Когда же соседи ушли и вскоре стемнело, Бобка услышал из открытой форточки хозяев приглушенную ругань, а среди слов разобрал одно, хорошо ему известное, — Хозяйка сердито повторила его несколько раз: «Уйди!» — и еще что-то ругающее, и снова: «Уйди!», так, что даже сам Бобка заугрюмился и ушел на всякий случай в конуру. Вскоре разговор оборвался на самом громком месте, и из дома вышел Хозяин, обнявши матрас. Он ушел с ним на лежанку под навесом, долго там возился, угомоняясь, но Бобка слышал, что он не уснул, а бодрился огоньком своего курева. Посреди ночи поднялся ветер, захлопала толь на конуре и брызнул косой дождь. Первые капли потревожили на лежанке Хозяина, и он опять в обнимку с матрасом пришел к средней двери сарая, что была между Бобкой и свиньями. Потом Хозяин вкрадчиво прошел на веранду; его голова, едва различимая в свете дальней лампочки, рывками опустилась вниз (там была в полу дверца погреба), скрылась ненадолго — и вскоре обратными толчками поднялась. Снедь и бутылку Хозяин унес в сарай; оттуда чурлюкало в наполняемой кружке, и донесло тем сортом водки, который напоминал протухшую кухонную тряпку. От неурочного напоминания еды у Бобки растревожилось в животе, и Хозяин об этом догадался. Он вышел из сарая и положил псу кое-что поесть: кусочек сала, рыбную голову и банку чуть отдающих мясом, расковырянных консервов. Хозяин посмотрел, как Бобка проверяет нюхом пищу, как ест, как, круто извернув шею, терпеливо хрустит рыбной головой, прижав ее к земле обмозолившейся культей, — и вдруг присел возле него, легонько похлопал его по темени и погладил. Пахло от Хозяина тем же, чего поел Бобка, но все было густо пропитано водкой. От неожиданной ласки Бобка заневолился; ему стало приятно, но смущение комом запершило в носу, не давая ему сомлеть; он раз и другой чихнул, осклабился и, чтобы угодить, робко лизнул непривычную Хозяинову руку, пахнущую застарелым табаком, — и отчего-то ему вдруг стало не по себе; может, потому, что Хозяин нарушил порядок привычной суровости…

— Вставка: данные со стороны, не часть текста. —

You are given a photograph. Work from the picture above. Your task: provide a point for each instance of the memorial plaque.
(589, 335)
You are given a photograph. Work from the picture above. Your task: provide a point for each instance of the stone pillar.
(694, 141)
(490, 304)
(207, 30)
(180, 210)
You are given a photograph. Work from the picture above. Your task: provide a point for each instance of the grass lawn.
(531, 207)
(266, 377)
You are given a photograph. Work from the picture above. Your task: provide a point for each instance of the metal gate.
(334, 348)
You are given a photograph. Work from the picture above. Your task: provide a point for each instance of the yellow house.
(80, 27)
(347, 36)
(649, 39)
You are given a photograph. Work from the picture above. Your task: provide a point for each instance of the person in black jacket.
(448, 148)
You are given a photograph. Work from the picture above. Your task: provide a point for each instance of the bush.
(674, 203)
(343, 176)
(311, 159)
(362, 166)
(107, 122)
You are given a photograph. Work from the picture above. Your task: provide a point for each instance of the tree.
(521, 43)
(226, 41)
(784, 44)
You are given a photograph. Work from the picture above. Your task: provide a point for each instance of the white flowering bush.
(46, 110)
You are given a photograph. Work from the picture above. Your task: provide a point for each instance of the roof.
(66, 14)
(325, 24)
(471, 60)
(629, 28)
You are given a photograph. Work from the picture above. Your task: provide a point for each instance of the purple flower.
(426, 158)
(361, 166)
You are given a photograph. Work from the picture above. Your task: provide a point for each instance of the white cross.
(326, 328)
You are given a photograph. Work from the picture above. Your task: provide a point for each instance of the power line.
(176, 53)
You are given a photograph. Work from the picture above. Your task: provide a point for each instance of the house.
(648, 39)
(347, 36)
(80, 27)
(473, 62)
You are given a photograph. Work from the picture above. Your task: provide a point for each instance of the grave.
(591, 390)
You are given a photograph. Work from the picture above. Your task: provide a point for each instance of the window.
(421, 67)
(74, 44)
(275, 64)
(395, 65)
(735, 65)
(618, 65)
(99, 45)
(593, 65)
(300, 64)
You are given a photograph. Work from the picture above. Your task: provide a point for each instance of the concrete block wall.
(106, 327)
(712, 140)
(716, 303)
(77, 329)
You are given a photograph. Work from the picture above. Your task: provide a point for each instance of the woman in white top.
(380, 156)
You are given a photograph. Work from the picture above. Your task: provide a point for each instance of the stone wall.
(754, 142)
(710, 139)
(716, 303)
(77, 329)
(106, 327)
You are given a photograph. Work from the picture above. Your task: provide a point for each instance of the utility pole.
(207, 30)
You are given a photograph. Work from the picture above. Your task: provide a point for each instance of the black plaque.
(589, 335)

На другую ночь Хозяин снова пришел в сарай, снова покормил Бобку тем же, чем закусывал сам, но котлета, которую он кинул для начала, оказалась вымоченной в водке. Бобка озадачился, но, чтобы не сердить Хозяина, съел котлету — проглотил одним кусом, отвращая губы. Он смутно припомнил, что противный запах водки какой-то странной зависимостью связан с последующим удовольствием. И действительно: удовольствие вползло в Бобку в виде туго разлитого внутри тепла — и в лапах тоже. Ему стало хорошо, как будто все части в теле обрели наконец свое лучшее место. Теперь он сам привалился головой к Хозяину; тот понятливо похлопал его по темени и ушел укладываться.
Бобка остался в приятном одиночестве, ощущая, как мягкими клубами ворочается в нем блаженство. Ему показалось, что вот сейчас можно побежать обеими парами уверенных лап — быстро, ловко, как раньше. Он невольно подался грудью вперед, удостоверив подушечками пальцев твердь земли, чтобы оттолкнуться, и уже напрашивался прежний ладный перебор лап — как вдруг почудилась мусорная машина, ее воняющий бензином передок, едва не наехавший на задние лапы. В груди томительно затукало от забытого испуга, затукало, забило мелкой телесной дрожью; напомнился всегдашний провал под культей.